On May 16, court reversed a Circuit Court of Buchanan County decision, finding it abused its discretion by refusing to withdraw instruction related to an informed consent form introduced at trial by the defendants, Dr. Rohtashav Dhir and his practice group, P.B. Patel, M.D., P.C. Josephine Wilson signed the form, acknowledging the risks of an endoscopy and other medical procedures, the opinion states.
During the circuit court trial, Wilson’s attorney argued that there was no evidence that suggested the informed consent form caused or contributed to her injury, noting it would confuse jurors. The trial court judge refused to withdraw the instruction related to the form. The jury requested to see a copy of the form and then rendered a verdict in favor of the defendants.
According to court documents, her attorney requested the withdrawal of the instruction at trial because Wilson did not present a claim for lack of informed consent, and Dhir did not raise informed consent as an affirmative defense. Nevertheless, Dhir’s counsel mentioned the consent during opening arguments.
The court rejected Dhir’s argument that Wilson’s failure to object sooner to the first reference to informed consent was invited error. This court also agreed that other states addressing this issue have agreed that evidence of informed consent is irrelevant to a claim of negligence in providing care and treatment, according to court documents.
“Because informed consent was irrelevant to the case as pleaded and could only confuse the jury in its determination of the facts, the judgment is reversed and the case is remanded to the trial court,” according to Judge Mary R. Russell's decision.

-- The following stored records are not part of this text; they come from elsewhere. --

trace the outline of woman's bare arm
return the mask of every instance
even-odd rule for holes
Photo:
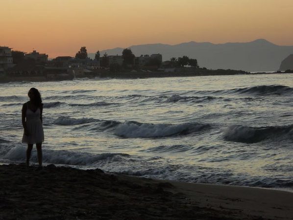
[[[23,109],[22,110],[22,122],[23,123],[23,127],[24,129],[24,132],[26,132],[26,124],[25,123],[25,114],[26,112],[26,104],[24,103],[23,106]]]
[[[41,119],[41,121],[43,123],[43,105],[41,106],[40,108],[40,110],[41,110],[41,114],[40,115],[40,119]]]

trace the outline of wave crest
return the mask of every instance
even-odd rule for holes
[[[228,141],[256,143],[270,138],[293,139],[293,125],[255,128],[232,125],[224,132],[224,139]]]
[[[208,124],[185,123],[171,124],[140,123],[126,121],[119,125],[115,134],[123,137],[151,138],[186,135],[210,127]]]
[[[61,116],[56,119],[53,124],[58,125],[76,125],[99,121],[95,118],[74,118],[67,116]]]

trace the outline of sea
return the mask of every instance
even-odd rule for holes
[[[25,160],[32,87],[45,165],[293,190],[293,74],[0,84],[0,163]]]

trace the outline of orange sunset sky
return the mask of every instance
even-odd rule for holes
[[[0,0],[0,45],[57,56],[152,43],[293,45],[293,0]]]

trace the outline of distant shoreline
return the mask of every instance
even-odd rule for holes
[[[85,74],[78,77],[73,77],[73,75],[68,74],[67,76],[58,76],[56,74],[55,78],[47,78],[46,76],[5,76],[0,77],[0,83],[9,83],[12,82],[50,82],[59,81],[64,80],[72,80],[74,79],[88,78],[89,79],[100,78],[124,78],[137,79],[149,78],[163,78],[163,77],[184,77],[193,76],[226,76],[235,75],[260,75],[272,74],[287,74],[291,72],[250,72],[243,70],[235,70],[232,69],[205,69],[202,68],[193,69],[192,71],[184,69],[184,71],[165,72],[165,71],[132,71],[120,72],[95,72],[90,75]]]

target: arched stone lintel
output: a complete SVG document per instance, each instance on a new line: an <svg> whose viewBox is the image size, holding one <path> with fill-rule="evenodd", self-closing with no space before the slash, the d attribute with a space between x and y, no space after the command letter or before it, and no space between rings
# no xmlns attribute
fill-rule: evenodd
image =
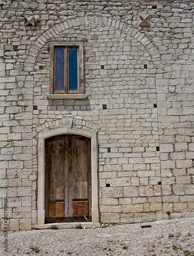
<svg viewBox="0 0 194 256"><path fill-rule="evenodd" d="M97 134L82 129L64 127L39 133L38 136L38 180L37 224L44 225L45 221L45 140L48 138L59 135L76 134L91 140L91 172L92 172L92 221L97 223L99 221L98 180L98 145Z"/></svg>
<svg viewBox="0 0 194 256"><path fill-rule="evenodd" d="M101 19L99 19L98 20L100 22L99 20L101 20ZM159 50L149 40L149 38L145 36L142 31L137 28L132 28L130 25L121 21L120 21L119 27L116 28L115 27L117 26L116 23L113 23L113 20L114 20L113 18L103 18L101 19L101 22L100 22L100 23L101 26L108 26L110 27L110 29L117 30L119 29L120 28L124 27L125 29L123 30L124 33L127 35L130 35L132 38L134 38L142 44L150 55L153 62L154 63L156 62L157 64L160 63L160 55ZM96 26L97 28L98 27L98 25L97 25L93 19L91 19L90 22L91 25ZM35 46L36 51L39 52L41 48L45 47L48 44L49 44L50 40L53 40L58 34L64 32L66 30L78 27L81 25L81 26L85 26L87 28L87 26L88 26L88 23L89 21L88 19L86 20L85 18L83 19L81 18L81 17L77 17L71 20L65 20L61 22L60 24L56 24L53 27L50 28L48 30L43 33L42 35L37 40ZM34 46L32 46L32 49L33 47ZM30 52L31 50L30 50L29 53ZM32 52L31 54L28 55L28 57L26 59L27 60L29 58L32 58L32 56L34 54ZM29 63L28 62L28 64L29 65ZM32 68L34 64L32 63ZM28 68L30 69L30 67Z"/></svg>

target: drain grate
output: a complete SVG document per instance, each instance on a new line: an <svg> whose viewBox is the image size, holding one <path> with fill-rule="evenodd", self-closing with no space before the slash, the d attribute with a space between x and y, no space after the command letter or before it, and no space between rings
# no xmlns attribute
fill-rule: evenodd
<svg viewBox="0 0 194 256"><path fill-rule="evenodd" d="M145 225L144 226L141 226L141 228L146 228L146 227L152 227L150 225Z"/></svg>

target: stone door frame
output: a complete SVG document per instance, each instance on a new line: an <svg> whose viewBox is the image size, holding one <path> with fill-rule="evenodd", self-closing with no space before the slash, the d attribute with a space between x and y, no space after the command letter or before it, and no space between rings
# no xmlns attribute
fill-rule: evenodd
<svg viewBox="0 0 194 256"><path fill-rule="evenodd" d="M75 134L90 138L91 140L91 173L92 173L92 221L99 223L98 151L97 134L76 128L65 127L40 133L38 136L38 200L37 224L45 222L45 139L60 135Z"/></svg>

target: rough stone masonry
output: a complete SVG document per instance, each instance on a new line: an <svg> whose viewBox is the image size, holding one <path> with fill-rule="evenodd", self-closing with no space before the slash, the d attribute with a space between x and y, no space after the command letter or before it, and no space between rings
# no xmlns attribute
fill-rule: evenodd
<svg viewBox="0 0 194 256"><path fill-rule="evenodd" d="M38 138L67 127L96 134L99 221L194 216L193 14L190 1L1 0L1 230L5 198L10 231L38 224ZM51 41L83 42L85 98L49 98Z"/></svg>

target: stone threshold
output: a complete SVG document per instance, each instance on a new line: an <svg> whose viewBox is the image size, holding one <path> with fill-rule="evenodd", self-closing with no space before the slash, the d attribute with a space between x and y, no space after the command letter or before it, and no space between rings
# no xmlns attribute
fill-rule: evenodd
<svg viewBox="0 0 194 256"><path fill-rule="evenodd" d="M61 222L56 223L48 223L43 225L33 225L32 228L34 229L46 229L50 228L51 226L57 226L59 228L75 228L76 225L80 224L83 228L96 228L100 227L100 223L92 222Z"/></svg>
<svg viewBox="0 0 194 256"><path fill-rule="evenodd" d="M88 94L49 94L47 97L50 99L85 99Z"/></svg>

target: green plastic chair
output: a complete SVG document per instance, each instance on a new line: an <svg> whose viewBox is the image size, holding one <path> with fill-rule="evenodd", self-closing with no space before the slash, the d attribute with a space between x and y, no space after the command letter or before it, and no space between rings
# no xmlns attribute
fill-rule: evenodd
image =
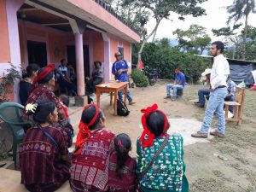
<svg viewBox="0 0 256 192"><path fill-rule="evenodd" d="M33 125L32 122L24 122L20 118L20 112L24 106L16 102L3 102L0 104L0 119L10 128L13 135L13 160L16 169L17 147L22 142L25 131L24 128Z"/></svg>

In 2004 and 2005, Wilson underwent balloon dilation of her esophagus, which provided some long-term relief for her acid reflux. In 2009, an ear, nose, and throat specialist diagnosed Wilson with inflammation of the throat lining and a feeling of something stuck in the throat causing difficulty swallowing.

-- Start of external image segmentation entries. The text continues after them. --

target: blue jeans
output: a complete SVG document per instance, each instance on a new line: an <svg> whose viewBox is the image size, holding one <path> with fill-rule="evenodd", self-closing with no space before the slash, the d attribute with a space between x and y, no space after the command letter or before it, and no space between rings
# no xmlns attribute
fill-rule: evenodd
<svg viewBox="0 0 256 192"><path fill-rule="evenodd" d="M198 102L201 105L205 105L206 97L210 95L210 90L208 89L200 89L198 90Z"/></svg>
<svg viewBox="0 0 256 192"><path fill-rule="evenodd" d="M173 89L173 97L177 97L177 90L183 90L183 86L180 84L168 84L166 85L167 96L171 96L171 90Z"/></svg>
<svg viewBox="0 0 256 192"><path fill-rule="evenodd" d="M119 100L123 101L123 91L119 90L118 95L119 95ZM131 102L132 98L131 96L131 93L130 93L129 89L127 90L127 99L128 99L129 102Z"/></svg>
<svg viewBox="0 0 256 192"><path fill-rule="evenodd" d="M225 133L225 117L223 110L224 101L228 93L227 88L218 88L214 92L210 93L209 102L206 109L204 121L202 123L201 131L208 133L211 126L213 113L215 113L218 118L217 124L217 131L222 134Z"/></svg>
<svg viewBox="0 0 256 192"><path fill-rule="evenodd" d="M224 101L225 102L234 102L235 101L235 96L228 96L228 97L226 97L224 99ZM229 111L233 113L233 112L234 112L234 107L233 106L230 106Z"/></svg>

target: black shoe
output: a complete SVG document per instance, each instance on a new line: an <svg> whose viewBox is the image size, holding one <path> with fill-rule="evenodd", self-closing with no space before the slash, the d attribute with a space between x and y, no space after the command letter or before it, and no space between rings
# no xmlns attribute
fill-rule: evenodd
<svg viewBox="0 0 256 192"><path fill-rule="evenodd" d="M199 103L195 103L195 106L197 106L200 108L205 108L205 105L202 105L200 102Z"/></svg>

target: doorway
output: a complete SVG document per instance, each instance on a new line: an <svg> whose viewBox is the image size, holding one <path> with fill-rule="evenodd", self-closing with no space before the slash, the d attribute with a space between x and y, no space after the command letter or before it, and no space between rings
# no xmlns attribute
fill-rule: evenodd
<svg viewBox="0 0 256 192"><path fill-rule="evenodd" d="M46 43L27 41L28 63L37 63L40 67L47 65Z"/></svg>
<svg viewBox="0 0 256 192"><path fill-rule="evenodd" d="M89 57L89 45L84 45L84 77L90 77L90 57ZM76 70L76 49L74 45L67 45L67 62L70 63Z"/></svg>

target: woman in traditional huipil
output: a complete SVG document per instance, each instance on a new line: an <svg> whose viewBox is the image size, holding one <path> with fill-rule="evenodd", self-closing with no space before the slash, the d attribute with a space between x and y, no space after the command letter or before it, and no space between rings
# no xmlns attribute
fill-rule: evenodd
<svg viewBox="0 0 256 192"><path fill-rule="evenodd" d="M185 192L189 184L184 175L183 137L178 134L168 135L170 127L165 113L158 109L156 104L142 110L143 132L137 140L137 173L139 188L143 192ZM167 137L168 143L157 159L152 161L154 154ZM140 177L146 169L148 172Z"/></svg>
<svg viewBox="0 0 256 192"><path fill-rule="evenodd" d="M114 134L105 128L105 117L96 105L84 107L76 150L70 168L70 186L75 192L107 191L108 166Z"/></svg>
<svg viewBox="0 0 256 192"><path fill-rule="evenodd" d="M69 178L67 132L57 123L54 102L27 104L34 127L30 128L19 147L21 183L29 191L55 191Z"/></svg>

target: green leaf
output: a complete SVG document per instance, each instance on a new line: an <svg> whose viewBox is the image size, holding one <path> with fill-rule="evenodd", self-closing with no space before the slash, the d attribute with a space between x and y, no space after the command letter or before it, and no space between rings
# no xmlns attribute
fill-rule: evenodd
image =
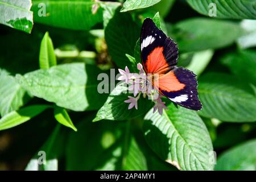
<svg viewBox="0 0 256 182"><path fill-rule="evenodd" d="M161 0L126 0L123 3L121 12L146 8L159 2Z"/></svg>
<svg viewBox="0 0 256 182"><path fill-rule="evenodd" d="M147 17L148 17L147 16ZM161 23L161 19L160 18L159 13L158 12L156 13L154 15L154 17L152 18L153 22L155 23L155 25L156 27L158 27L158 28L162 30L162 24ZM141 40L139 38L138 40L136 42L136 44L134 47L134 58L137 61L137 63L142 63L141 58Z"/></svg>
<svg viewBox="0 0 256 182"><path fill-rule="evenodd" d="M31 7L31 0L0 0L0 23L30 34L33 26Z"/></svg>
<svg viewBox="0 0 256 182"><path fill-rule="evenodd" d="M65 109L55 107L54 108L54 117L60 123L72 129L75 131L77 131Z"/></svg>
<svg viewBox="0 0 256 182"><path fill-rule="evenodd" d="M59 160L65 150L67 133L57 125L46 143L30 160L26 171L57 171ZM45 153L44 153L45 152ZM45 155L45 159L43 155ZM42 158L42 160L40 160ZM39 162L44 163L39 164Z"/></svg>
<svg viewBox="0 0 256 182"><path fill-rule="evenodd" d="M213 10L210 3L215 3L216 18L234 19L256 19L254 0L187 0L196 11L206 16Z"/></svg>
<svg viewBox="0 0 256 182"><path fill-rule="evenodd" d="M143 128L148 145L179 169L212 170L212 144L200 117L184 107L168 107L162 115L151 109L145 116Z"/></svg>
<svg viewBox="0 0 256 182"><path fill-rule="evenodd" d="M119 2L105 2L101 3L101 6L103 9L103 25L104 28L106 28L106 26L115 14L115 12L117 9L121 6L121 3Z"/></svg>
<svg viewBox="0 0 256 182"><path fill-rule="evenodd" d="M71 134L67 170L147 170L146 159L129 121L92 123L86 118Z"/></svg>
<svg viewBox="0 0 256 182"><path fill-rule="evenodd" d="M160 19L159 12L155 14L155 16L154 16L152 19L153 20L154 23L155 23L156 26L158 27L158 28L161 29L161 21Z"/></svg>
<svg viewBox="0 0 256 182"><path fill-rule="evenodd" d="M175 0L161 0L159 3L147 9L147 11L159 12L161 17L166 17L170 12Z"/></svg>
<svg viewBox="0 0 256 182"><path fill-rule="evenodd" d="M240 51L227 54L221 62L227 66L237 77L256 85L256 51Z"/></svg>
<svg viewBox="0 0 256 182"><path fill-rule="evenodd" d="M13 76L0 71L0 114L2 116L24 105L26 91Z"/></svg>
<svg viewBox="0 0 256 182"><path fill-rule="evenodd" d="M138 109L135 107L128 109L129 104L124 102L129 99L129 94L124 93L127 90L127 88L124 84L118 85L110 93L103 106L98 111L93 121L132 119L144 114L152 106L152 102L150 100L141 96L138 101Z"/></svg>
<svg viewBox="0 0 256 182"><path fill-rule="evenodd" d="M130 14L120 13L118 11L119 9L117 9L114 16L109 20L105 35L112 60L118 67L124 69L130 63L125 54L133 55L140 28Z"/></svg>
<svg viewBox="0 0 256 182"><path fill-rule="evenodd" d="M0 130L22 124L50 107L44 105L32 105L11 111L0 119Z"/></svg>
<svg viewBox="0 0 256 182"><path fill-rule="evenodd" d="M233 147L221 154L215 169L217 171L255 171L256 139Z"/></svg>
<svg viewBox="0 0 256 182"><path fill-rule="evenodd" d="M16 76L32 95L74 111L98 109L106 94L98 94L101 71L95 65L65 64Z"/></svg>
<svg viewBox="0 0 256 182"><path fill-rule="evenodd" d="M198 90L202 116L227 122L254 122L256 97L249 85L237 78L212 73L200 77Z"/></svg>
<svg viewBox="0 0 256 182"><path fill-rule="evenodd" d="M131 68L130 71L132 73L138 72L138 71L137 69L137 64L139 63L139 62L137 61L137 60L136 60L134 57L127 53L125 54L125 55L126 56L127 58L128 58L130 62L130 65L131 65Z"/></svg>
<svg viewBox="0 0 256 182"><path fill-rule="evenodd" d="M44 34L41 42L39 64L41 69L48 69L57 65L55 55L54 54L53 44L48 32Z"/></svg>
<svg viewBox="0 0 256 182"><path fill-rule="evenodd" d="M174 38L180 50L184 52L228 46L244 32L237 23L203 18L193 18L179 22L175 25L174 30L177 31L173 33Z"/></svg>
<svg viewBox="0 0 256 182"><path fill-rule="evenodd" d="M241 22L241 27L246 34L237 40L238 46L242 49L246 49L256 46L256 20L245 19Z"/></svg>
<svg viewBox="0 0 256 182"><path fill-rule="evenodd" d="M56 27L89 30L102 22L99 3L89 1L34 0L31 9L35 22Z"/></svg>
<svg viewBox="0 0 256 182"><path fill-rule="evenodd" d="M193 71L197 76L199 76L210 63L213 53L214 51L212 49L195 52L186 68Z"/></svg>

The doctor referred her to Dhir, a gastroenterologist who prescribed acid reflux medication and scheduled an endoscopy in December 2009. He concluded that she may need a dilation of the esophagus depending on the findings, according to court documents.
During the procedure, he found that she had inflammation or irritation of the stomach lining and a polyp, which was removed, near the top of her esophagus. Dhir saw nothing that required him to take further action but still performed an esophageal dilation, a procedure that stretches the esophagus by using a large, rubbery bore dilator. During the dilation, he discovered the dilator had kinked, causing a tear in Wilson’s esophageal lining. A surgeon repaired the tear, but she alleges she continues to experience constant pain in her ribs, muscles, and nerves since the surgery, according to court records.